To my faithful Floor Jawers, you all know that I can be serious at times.

This is partially one of those times. Last night I was in church. Well, it was a seminar on marriage and relationships; so more church in a wedding/funeral/once-a-year Easter or Christmas thing for me.

This post started out in my head as a rumination on the word “Sorry” This is something that has come to be such a bastardisation of what this word is intended to mean. How often do you say this word? You, yes YOU reading this my little blogette?! I am guilty of this.

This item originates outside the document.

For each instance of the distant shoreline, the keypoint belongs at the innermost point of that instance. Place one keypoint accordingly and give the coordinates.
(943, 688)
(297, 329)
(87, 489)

A friend told me recently that she was also guilty of abusing this word and used it as a tool of appeasement.

So this all changed as I attended this seminar.

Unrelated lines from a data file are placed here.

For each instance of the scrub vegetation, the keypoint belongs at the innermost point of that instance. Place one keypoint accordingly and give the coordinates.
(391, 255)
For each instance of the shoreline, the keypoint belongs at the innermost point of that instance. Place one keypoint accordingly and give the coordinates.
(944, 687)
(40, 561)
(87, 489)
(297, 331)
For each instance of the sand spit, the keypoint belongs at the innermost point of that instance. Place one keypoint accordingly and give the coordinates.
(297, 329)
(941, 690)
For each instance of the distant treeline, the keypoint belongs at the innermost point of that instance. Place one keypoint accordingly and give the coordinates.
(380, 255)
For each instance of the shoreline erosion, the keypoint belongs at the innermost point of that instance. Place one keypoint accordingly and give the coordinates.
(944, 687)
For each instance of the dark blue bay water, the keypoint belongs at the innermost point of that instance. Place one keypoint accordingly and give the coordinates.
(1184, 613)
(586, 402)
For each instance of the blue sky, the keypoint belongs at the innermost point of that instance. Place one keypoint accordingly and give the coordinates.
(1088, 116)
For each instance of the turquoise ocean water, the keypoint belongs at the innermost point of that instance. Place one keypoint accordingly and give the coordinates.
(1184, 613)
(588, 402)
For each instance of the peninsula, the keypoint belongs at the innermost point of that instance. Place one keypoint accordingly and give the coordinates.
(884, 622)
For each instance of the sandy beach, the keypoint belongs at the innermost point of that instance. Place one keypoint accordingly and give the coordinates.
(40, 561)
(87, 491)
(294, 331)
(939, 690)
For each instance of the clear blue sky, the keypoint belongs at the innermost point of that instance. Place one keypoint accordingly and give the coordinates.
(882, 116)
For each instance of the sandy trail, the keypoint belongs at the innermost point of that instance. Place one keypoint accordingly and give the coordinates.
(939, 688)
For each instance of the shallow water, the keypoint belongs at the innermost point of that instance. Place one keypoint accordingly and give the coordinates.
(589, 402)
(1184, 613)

What I stumbled upon was the second day of “Laugh Your Way to a Better Marriage” by Mark Gungor at the Hillsong Church in Cape Town. I attended with my friend and her boyfriend and a bevy of couples, old and young. It was such a treat! Even as someone who is not good at relationships and doesn’t know much, I had endless lightbulbs going off.  My friend reached out to me as she (like others) was so sick of the funk that I am in and thought that I might get something from it. And I did! So here I offer a review of what I experienced.

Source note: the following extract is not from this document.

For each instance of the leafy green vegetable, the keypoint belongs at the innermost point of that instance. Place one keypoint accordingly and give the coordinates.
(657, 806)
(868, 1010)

Everything I thought I knew got thrown out the door as this man spoke. Now I want to do him justice, but at the risk of plagiarising or grossly reducing his words, I have combined them where necessary with my own opinion or experience. And to get your own idea of this, check out http://www.laughyourway.com/about/mark-gungor/ yourself.

***

It started out with Gungor comparing people to countries. We each have our own way of thinking, feeling, list of characteristics and a vehicle that accompanies each category which exemplify these types.

To gloss over them quickly (and not doing them justice for the length of this entry), these are divided into Control, Perfect, Fun and Peace countries. Each of these are reasonably self-explanatory, however they are indicative of what makes each of us unique and special. Your characteristics determine which country type you fall under.

The problems in relationships come when we welcome others into our “country” and chastise them for being who they are. Think of multi-culturalism and how immigrants are made to feel inferior for celebrating themselves, in a different country. Why do we want to criticise others for simply being and doing what they are good at?

This was a major theme for the night and a revelation for me. I have experienced this where people have asked or wondered why I cannot be a certain way. I am not destructive, so then why have a problem with me doing or saying certain things?

Because you don’t know me.

Because I do not know my self.

We do not know ourselves, so how can we possibly expect to know each other?

At this point my arms were sore from putting my hands up in praise. This was done in a non-Christian/religious way, because I am not that way inclined, but when someone speaks truth to power, I have no option but to acknowledge. And child, let me tell you, this man was (en)lighting up my world like never before.

You simply cannot “keep from others what makes them their best” he said. When we criticise the people in our lives for doing things that they, you know, DO, you are essentially denying them from that part of themselves. Someone from the Fun country likes attention, so someone from Perfect country cannot scold and say that they should stop acting that way simply because it is not compatible with their way of life.

We all want others to see our points of view and to GET us.  But we all love in our own way and this should be celebrated!